Effective governance also enables the company to implement and manage internal policies and standards related to data security and use. This not only supports the company’s response to external compliance directives, but also standardizes data for use across the company. Standardized data provides the “single source of truth” needed to make critical business decisions, as well as the data quality and reliability teams need to do their jobs.
Data management challenges
On the surface, implementing data governance may seem obvious and simple, but the act of managing data across a company’s teams and products introduces levels of complexity that many companies either half-heartedly attempt to address or avoid altogether.
Introducing processes, policies and management protections requires new thinking about people, processes and technology. “They don’t convince someone not to do management,” says Syed. “That’s all the work it takes to get the administration in place.”
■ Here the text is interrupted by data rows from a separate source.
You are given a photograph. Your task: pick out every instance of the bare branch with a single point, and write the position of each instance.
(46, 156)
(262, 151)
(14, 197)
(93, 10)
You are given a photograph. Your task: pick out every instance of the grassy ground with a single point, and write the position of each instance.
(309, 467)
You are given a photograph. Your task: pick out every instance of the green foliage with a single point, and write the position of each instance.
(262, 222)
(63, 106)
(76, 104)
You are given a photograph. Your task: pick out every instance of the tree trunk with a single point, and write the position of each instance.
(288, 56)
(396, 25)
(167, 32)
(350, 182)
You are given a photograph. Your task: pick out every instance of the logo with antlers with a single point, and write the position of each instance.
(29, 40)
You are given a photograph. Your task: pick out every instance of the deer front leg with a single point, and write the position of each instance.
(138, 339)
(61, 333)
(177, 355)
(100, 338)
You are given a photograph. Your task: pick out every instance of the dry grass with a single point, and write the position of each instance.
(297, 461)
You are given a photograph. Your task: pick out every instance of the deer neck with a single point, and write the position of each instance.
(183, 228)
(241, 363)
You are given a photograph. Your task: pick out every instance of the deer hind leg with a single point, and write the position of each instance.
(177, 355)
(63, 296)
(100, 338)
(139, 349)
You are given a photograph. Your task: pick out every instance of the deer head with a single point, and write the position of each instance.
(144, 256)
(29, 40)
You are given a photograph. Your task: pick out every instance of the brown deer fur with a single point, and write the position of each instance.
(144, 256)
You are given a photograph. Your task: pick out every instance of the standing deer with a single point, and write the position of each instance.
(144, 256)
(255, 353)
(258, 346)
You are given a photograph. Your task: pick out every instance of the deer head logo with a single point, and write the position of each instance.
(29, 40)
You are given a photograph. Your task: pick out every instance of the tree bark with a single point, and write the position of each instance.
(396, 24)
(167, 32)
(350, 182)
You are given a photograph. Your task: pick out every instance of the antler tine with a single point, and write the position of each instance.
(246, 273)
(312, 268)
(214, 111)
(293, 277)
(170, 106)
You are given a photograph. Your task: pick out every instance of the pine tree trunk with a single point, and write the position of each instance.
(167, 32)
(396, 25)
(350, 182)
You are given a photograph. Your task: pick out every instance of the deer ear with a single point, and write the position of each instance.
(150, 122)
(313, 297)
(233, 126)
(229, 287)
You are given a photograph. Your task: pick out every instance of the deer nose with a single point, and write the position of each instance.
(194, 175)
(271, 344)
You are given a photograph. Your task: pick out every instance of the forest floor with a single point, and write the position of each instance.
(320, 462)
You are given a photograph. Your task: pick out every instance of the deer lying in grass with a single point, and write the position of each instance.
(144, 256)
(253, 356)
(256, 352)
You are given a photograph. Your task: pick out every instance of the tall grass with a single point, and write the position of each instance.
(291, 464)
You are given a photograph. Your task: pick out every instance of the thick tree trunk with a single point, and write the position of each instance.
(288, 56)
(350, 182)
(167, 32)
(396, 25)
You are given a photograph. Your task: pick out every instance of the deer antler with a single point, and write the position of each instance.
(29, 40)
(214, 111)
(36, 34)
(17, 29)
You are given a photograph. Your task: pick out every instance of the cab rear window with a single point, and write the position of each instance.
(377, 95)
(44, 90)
For many, the approach to data governance is to establish policies that are overseen by individual business sectors, making implementation even more difficult. “Think about all the different teams that do this in a large organization,” explains Syed. “They all have to do that dependency checking, and each team also does separate development work to meet those requirements, which is a lot of duplicated effort.”
A siled data management initiative that requires each team to track its own data dependencies takes time and effort away from other work as well. “It becomes cumbersome to innovate because at every step of the innovation you have to check for dependencies on your management policies,” says Syed.
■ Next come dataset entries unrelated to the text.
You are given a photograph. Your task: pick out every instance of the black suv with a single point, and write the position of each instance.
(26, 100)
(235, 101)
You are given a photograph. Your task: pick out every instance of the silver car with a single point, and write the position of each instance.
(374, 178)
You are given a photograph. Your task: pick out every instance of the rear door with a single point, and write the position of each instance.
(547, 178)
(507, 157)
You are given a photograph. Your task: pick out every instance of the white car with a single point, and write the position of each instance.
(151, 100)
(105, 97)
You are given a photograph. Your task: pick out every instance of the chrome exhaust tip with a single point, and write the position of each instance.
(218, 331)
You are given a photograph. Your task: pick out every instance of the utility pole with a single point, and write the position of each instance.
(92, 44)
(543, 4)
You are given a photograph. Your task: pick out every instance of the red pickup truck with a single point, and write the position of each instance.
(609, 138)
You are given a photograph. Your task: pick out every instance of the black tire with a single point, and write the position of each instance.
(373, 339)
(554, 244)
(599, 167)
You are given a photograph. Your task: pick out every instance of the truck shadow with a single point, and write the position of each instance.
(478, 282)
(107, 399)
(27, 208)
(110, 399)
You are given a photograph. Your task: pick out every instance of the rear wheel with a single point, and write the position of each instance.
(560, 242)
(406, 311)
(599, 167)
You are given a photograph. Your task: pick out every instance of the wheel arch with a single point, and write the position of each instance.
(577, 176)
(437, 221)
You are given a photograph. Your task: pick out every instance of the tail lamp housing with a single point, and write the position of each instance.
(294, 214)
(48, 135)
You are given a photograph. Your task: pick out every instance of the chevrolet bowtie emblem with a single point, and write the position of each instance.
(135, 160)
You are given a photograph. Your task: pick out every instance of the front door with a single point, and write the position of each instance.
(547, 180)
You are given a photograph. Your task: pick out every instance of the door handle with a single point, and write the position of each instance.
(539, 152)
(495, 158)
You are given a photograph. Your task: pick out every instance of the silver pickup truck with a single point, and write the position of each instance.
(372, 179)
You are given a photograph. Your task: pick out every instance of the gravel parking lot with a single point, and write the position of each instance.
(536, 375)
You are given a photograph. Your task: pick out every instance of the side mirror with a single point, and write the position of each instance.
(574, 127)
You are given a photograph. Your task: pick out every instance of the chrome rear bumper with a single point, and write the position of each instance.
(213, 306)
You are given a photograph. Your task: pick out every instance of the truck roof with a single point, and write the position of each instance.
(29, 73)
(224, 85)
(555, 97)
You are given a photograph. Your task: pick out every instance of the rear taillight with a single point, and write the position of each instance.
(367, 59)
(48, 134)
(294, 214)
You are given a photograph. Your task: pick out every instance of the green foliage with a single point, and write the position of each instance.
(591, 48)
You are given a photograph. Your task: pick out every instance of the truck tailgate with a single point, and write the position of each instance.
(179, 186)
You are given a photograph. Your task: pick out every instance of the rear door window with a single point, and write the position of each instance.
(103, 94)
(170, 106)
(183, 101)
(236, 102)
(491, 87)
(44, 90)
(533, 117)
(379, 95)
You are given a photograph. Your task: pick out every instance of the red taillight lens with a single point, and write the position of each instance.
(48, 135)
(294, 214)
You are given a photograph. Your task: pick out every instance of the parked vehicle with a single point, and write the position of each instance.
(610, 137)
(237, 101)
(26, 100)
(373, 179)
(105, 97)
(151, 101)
Siled approaches also introduce the possibility of error and make it difficult to ensure that all management policies are followed consistently, in all cases. These barriers can result in a lack of buy-in from employees and stakeholders, reducing any realized benefits from data management.
A solution for federal management
In many companies, data is viewed as an IT asset, and thus an IT liability. While this may have been true in the past, the volume and velocity of data today, and the innovative ways companies are using their data, means that data is a responsibility – and a driving force – for all business units.
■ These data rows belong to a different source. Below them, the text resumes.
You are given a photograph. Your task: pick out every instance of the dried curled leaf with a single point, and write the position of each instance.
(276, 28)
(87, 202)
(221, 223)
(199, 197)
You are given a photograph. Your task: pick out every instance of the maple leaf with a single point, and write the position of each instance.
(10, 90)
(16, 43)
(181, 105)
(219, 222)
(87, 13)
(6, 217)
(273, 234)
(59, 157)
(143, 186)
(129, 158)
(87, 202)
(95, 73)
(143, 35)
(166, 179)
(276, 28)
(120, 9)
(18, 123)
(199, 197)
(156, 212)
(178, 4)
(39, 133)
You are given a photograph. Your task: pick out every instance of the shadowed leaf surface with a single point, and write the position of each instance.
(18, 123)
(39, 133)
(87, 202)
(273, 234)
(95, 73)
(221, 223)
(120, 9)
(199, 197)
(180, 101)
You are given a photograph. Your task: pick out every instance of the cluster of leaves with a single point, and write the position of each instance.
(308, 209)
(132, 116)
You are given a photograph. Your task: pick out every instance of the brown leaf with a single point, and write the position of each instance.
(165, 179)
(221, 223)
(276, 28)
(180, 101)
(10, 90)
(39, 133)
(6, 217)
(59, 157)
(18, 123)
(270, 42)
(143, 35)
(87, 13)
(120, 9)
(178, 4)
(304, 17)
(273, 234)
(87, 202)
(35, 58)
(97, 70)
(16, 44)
To build an effective data management program that will serve all areas of the business, it is best to centralize the framework to reduce errors and reduce duplication of effort. “For federated teams to be successful in implementing data governance and governance policies, you can’t just set a policy and let each team build the technology to implement it,” says Syed. A centralized approach is less complicated to track, facilitates consistency and accuracy of data, and is easier to make transparent, all of which helps with stakeholder buy-in. “If you have a centrally managed data platform, a centrally managed data ingest pipeline and a centrally managed data policy, then you only make changes to [the data] in one place,” explains Syed. This ensures that data remains compliant, secure and consistent wherever it is used.